Skillfully weaving two strands together—the ruthless foray of land for nuclear energy and the insensitivity of government policies that affected the stolen generations—Ali said, “As children, the separation of us from our identity was like an atomic bomb in our hearts.” She went on to give us a moving account of a continuing resistance that is never heard of, often ignored, but very real. Abducted children of the Stolen Generations are now ‘assimilated’ as state soldiers. They are sent on operations of evacuation and recognize the protesters they are charging at to be family. The older women of the community, who have lived on that land their whole lives, use their pensions to fund the resistance. Ali spoke of how her grandmothers, in the 1970s, sang a particular song, a magic song that opens hearts, and how they “won this war using culture and dignity as their greatest weapons”. In 2004, they forced the federal government to stand down. This sad, elliptical history has made them “want the right”, making them “strong in their culture but not weak in their pain”.

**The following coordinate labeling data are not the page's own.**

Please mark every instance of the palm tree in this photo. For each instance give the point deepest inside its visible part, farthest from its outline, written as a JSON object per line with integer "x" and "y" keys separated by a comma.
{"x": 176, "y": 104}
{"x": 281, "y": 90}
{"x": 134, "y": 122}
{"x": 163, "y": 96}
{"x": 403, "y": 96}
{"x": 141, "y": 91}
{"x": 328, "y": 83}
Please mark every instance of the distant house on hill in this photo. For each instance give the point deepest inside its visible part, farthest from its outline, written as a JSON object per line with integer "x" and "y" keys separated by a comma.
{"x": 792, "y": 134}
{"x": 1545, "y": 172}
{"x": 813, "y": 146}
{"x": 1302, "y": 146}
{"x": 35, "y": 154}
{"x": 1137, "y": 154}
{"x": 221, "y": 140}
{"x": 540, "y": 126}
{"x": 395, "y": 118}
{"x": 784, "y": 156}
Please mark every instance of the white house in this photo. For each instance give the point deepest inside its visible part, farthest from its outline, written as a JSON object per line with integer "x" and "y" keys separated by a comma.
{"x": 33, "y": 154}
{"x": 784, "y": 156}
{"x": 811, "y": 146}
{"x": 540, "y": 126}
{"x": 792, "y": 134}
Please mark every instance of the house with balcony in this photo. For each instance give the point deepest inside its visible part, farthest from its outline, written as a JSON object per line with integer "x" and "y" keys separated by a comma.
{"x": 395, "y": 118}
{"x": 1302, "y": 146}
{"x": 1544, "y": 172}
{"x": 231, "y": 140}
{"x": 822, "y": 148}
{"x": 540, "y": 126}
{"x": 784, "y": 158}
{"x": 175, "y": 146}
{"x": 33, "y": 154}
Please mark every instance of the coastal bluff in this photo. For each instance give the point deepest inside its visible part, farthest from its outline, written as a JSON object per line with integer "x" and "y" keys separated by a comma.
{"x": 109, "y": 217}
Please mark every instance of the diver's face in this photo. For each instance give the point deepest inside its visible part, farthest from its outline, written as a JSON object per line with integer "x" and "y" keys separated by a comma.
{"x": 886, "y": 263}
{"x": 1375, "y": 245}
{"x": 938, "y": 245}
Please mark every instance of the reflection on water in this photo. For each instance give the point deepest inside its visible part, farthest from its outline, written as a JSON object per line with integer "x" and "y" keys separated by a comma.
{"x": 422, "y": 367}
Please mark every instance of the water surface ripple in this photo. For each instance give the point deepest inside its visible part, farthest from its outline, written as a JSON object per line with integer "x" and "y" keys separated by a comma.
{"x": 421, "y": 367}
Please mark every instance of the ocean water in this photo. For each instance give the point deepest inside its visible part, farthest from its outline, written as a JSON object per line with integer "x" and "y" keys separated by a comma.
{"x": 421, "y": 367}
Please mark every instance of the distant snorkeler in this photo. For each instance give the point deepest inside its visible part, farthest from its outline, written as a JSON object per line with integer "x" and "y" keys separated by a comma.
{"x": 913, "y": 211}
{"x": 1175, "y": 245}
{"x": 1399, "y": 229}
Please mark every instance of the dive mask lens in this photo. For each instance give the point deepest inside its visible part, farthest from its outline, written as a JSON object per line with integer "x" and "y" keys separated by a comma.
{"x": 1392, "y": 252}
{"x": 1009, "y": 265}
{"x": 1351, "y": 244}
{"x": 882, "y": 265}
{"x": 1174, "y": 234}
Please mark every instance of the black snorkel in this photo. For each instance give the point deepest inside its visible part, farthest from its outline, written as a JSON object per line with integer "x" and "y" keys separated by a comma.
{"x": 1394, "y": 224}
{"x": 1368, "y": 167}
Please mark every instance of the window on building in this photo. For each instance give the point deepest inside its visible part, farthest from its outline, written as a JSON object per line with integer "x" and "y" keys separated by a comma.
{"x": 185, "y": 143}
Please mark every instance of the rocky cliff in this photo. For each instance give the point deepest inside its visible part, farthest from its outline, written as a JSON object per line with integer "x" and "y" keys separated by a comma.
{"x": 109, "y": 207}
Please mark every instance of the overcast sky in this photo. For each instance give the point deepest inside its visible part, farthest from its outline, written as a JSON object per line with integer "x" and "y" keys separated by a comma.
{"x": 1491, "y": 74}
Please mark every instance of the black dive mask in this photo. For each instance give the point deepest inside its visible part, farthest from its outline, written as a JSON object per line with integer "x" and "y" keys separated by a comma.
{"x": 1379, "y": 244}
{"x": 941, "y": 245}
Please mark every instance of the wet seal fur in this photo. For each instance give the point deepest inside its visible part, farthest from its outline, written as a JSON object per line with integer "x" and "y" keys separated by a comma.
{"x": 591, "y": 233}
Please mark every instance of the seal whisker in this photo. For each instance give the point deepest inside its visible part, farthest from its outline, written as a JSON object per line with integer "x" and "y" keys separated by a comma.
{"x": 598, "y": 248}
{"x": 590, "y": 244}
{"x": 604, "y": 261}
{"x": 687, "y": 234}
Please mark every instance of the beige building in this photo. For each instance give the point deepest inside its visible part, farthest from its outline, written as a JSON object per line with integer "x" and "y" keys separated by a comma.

Ali also warned that the Indo-Australian nuclear deal, where Abbot promised “uranium yellow coke” meant to power India’s nuclear reactors, is based on a history of deceit and denials by the Australian government, and she had doubts about the integrity of the Indian government. The irony hit home when she played a short, promotional video by Pangea Resources—an international consortium that has been lobbying to build a nuclear waste dump in Australia for the last 25 years. Amidst diagrams, flowcharts and a million statistics, it did not once mention the original inhabitants of the land, land it had declared was best for disposing nuclear waste even once, land that Ali said “was our heart”. The corporation merely spoke of such land as arid, flat, uninhabited.
Ali explained the sparse style of her memoir by talking of her first experience “out bush”. She came to associate the idea prevalent amongst her community elders that “if you talk too much, you have a mental problem”. She said it reflected the arrogance of the human ego. Such arrogance and garrulity was evident in government policies that led to environmental degradation and forced evacuations. She decided to let the experiences come to her of their own accord. This learning was a two-way process. She said, “I taught them too of what happens, of the damage that takes place when you’re taken away from family.” It was hard to combat the urgency with which she felt she needed to reevaluate her experiences, and the many defenses that came with it. “Sometimes I felt I made it back with only ten minutes of my life left,” she told the sociologist Amita Baviskar who was in conversation with her. Despite the frequent claim that a large allocation of the state budget is set aside for the Indigenous peoples there is glaring lack of proof of it. And this was how, she concluded, the government forced her to become a poet.